Présent dans tous les Balkans, la religion basket résiste ici aux assauts du tout puissant football. «A Belgrade, il y a l’Etoile Rouge et le Partizan qui sont des ennemis de toujours, raconte Guillaume Planteau, responsable de Basket et Aventures, qui organise des stages pour les jeunes basketteurs français. On ne peut pas être pour les deux, il faut en choisir un. Regardez sur Youtube, c’est pire que du foot. L’an dernier, c’est le Partizan qui a gagné, les supporters de l’Etoile Rouge sont allés voler le trophée et l’ont détruit.»
Mais en Serbie, il y a bien plus que des fous en tribune. Il y a surtout des générations de basketteurs formés dans un moule immuable. «Quand on organise un stage aux USA, on recherche la motivation, la vitesse de main ou de pied. Les Américains ont un jeu basé sur la liberté des joueurs. En Serbie, on propose un basket beaucoup plus cadré, beaucoup plus sur la lecture et la culture du jeu. Les puristes, les coachs, ne rêvent pas de NBA», explique Planteau.

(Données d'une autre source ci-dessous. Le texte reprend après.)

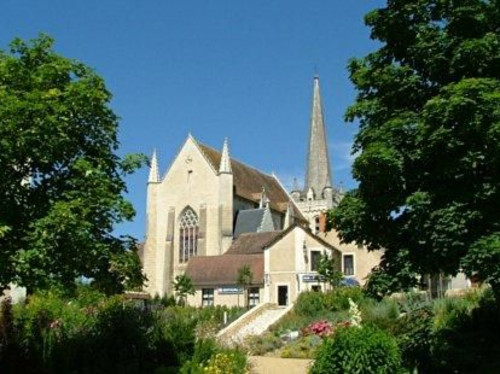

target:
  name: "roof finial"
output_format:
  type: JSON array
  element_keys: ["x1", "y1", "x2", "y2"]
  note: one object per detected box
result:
[
  {"x1": 148, "y1": 149, "x2": 160, "y2": 183},
  {"x1": 219, "y1": 138, "x2": 232, "y2": 174}
]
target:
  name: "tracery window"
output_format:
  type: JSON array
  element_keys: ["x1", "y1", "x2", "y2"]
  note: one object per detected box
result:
[{"x1": 179, "y1": 208, "x2": 199, "y2": 263}]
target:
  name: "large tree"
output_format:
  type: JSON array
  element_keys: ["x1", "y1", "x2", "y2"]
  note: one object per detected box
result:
[
  {"x1": 330, "y1": 0, "x2": 500, "y2": 296},
  {"x1": 0, "y1": 35, "x2": 144, "y2": 292}
]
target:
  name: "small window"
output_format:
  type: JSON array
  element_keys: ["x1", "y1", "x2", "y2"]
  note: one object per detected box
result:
[
  {"x1": 342, "y1": 255, "x2": 354, "y2": 275},
  {"x1": 314, "y1": 216, "x2": 321, "y2": 234},
  {"x1": 201, "y1": 288, "x2": 214, "y2": 306},
  {"x1": 311, "y1": 251, "x2": 321, "y2": 271},
  {"x1": 179, "y1": 208, "x2": 199, "y2": 263},
  {"x1": 248, "y1": 287, "x2": 260, "y2": 307}
]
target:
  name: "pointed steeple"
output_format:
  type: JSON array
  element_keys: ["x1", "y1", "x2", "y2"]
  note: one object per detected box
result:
[
  {"x1": 304, "y1": 75, "x2": 332, "y2": 199},
  {"x1": 148, "y1": 149, "x2": 160, "y2": 183},
  {"x1": 219, "y1": 138, "x2": 232, "y2": 174},
  {"x1": 259, "y1": 186, "x2": 269, "y2": 209}
]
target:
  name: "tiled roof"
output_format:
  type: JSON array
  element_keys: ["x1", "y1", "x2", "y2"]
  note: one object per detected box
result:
[
  {"x1": 226, "y1": 231, "x2": 283, "y2": 255},
  {"x1": 186, "y1": 254, "x2": 264, "y2": 286},
  {"x1": 197, "y1": 142, "x2": 307, "y2": 221}
]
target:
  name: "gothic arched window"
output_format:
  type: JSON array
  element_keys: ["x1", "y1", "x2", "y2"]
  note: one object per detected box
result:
[
  {"x1": 179, "y1": 208, "x2": 198, "y2": 263},
  {"x1": 314, "y1": 216, "x2": 321, "y2": 234}
]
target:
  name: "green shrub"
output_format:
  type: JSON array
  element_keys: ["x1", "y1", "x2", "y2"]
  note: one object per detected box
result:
[
  {"x1": 293, "y1": 291, "x2": 325, "y2": 317},
  {"x1": 281, "y1": 335, "x2": 323, "y2": 358},
  {"x1": 324, "y1": 287, "x2": 365, "y2": 311},
  {"x1": 203, "y1": 350, "x2": 247, "y2": 374},
  {"x1": 310, "y1": 326, "x2": 401, "y2": 374},
  {"x1": 244, "y1": 333, "x2": 283, "y2": 356},
  {"x1": 360, "y1": 298, "x2": 400, "y2": 331},
  {"x1": 393, "y1": 303, "x2": 434, "y2": 373}
]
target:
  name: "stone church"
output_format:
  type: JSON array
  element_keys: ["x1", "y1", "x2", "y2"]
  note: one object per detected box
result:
[{"x1": 141, "y1": 76, "x2": 380, "y2": 305}]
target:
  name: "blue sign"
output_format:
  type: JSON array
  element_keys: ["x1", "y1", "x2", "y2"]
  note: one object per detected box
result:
[
  {"x1": 218, "y1": 286, "x2": 243, "y2": 295},
  {"x1": 302, "y1": 274, "x2": 325, "y2": 283}
]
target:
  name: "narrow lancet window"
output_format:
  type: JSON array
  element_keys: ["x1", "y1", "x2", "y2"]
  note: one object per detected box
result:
[{"x1": 179, "y1": 208, "x2": 198, "y2": 263}]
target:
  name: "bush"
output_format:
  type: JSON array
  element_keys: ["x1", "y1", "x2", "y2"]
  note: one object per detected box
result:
[
  {"x1": 310, "y1": 326, "x2": 401, "y2": 374},
  {"x1": 281, "y1": 335, "x2": 322, "y2": 358},
  {"x1": 293, "y1": 291, "x2": 326, "y2": 317},
  {"x1": 203, "y1": 350, "x2": 247, "y2": 374},
  {"x1": 324, "y1": 287, "x2": 364, "y2": 311},
  {"x1": 244, "y1": 333, "x2": 283, "y2": 356},
  {"x1": 360, "y1": 298, "x2": 400, "y2": 331},
  {"x1": 393, "y1": 303, "x2": 434, "y2": 373}
]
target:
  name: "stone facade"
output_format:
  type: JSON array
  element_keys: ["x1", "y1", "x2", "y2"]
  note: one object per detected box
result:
[
  {"x1": 291, "y1": 76, "x2": 383, "y2": 285},
  {"x1": 142, "y1": 77, "x2": 380, "y2": 305}
]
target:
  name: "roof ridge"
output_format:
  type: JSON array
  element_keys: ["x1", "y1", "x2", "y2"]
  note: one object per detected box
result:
[{"x1": 196, "y1": 140, "x2": 273, "y2": 178}]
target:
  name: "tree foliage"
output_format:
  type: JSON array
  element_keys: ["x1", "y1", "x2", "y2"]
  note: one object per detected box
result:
[
  {"x1": 174, "y1": 274, "x2": 195, "y2": 305},
  {"x1": 0, "y1": 35, "x2": 144, "y2": 292},
  {"x1": 330, "y1": 0, "x2": 500, "y2": 298}
]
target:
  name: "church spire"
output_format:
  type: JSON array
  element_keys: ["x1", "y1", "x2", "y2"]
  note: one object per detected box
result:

Le style serbe ne tomba pas du ciel. Il est aussi basé sur un culte puissant de la personnalité de l’entraîneur (Maljkovic, Obradovic…), capable de faire endurer des séances de tortures pour former des joueurs parfaits. La devise des formateurs serbes? «La tactique pour un jour, la technique pour toujours». «Les anciens pays du bloc soviétique sont très rigoureux, très travailleurs, ils n’ont pas peur de la répétition», remarque Guillaume Planteau. Un mode de vie qu’ont connu les Français Léo Westermann et Joffrey Lauvergne lors de leur passage au Partizan Belgrade, immortalisé par un reportage d’Intérieur Sport.
Des Français dans le championnat serbe? Une exception dans un pays où tous les joueurs rêvent de quitter le pays le plus rapidement possible. «Le smic là-bas est à 250 euros, 5 fois moins qu’en France. Il faut être bon, il faut réussir, et le basket est un moyen de partir», promet Guillaume Planteau. Qui a aussi une explication bassement génétique: «Baladez-vous dans la rue, ils sont tous grands!». C’est sans doute pour ça qu’on voit très peu de pilier serbe en rugby.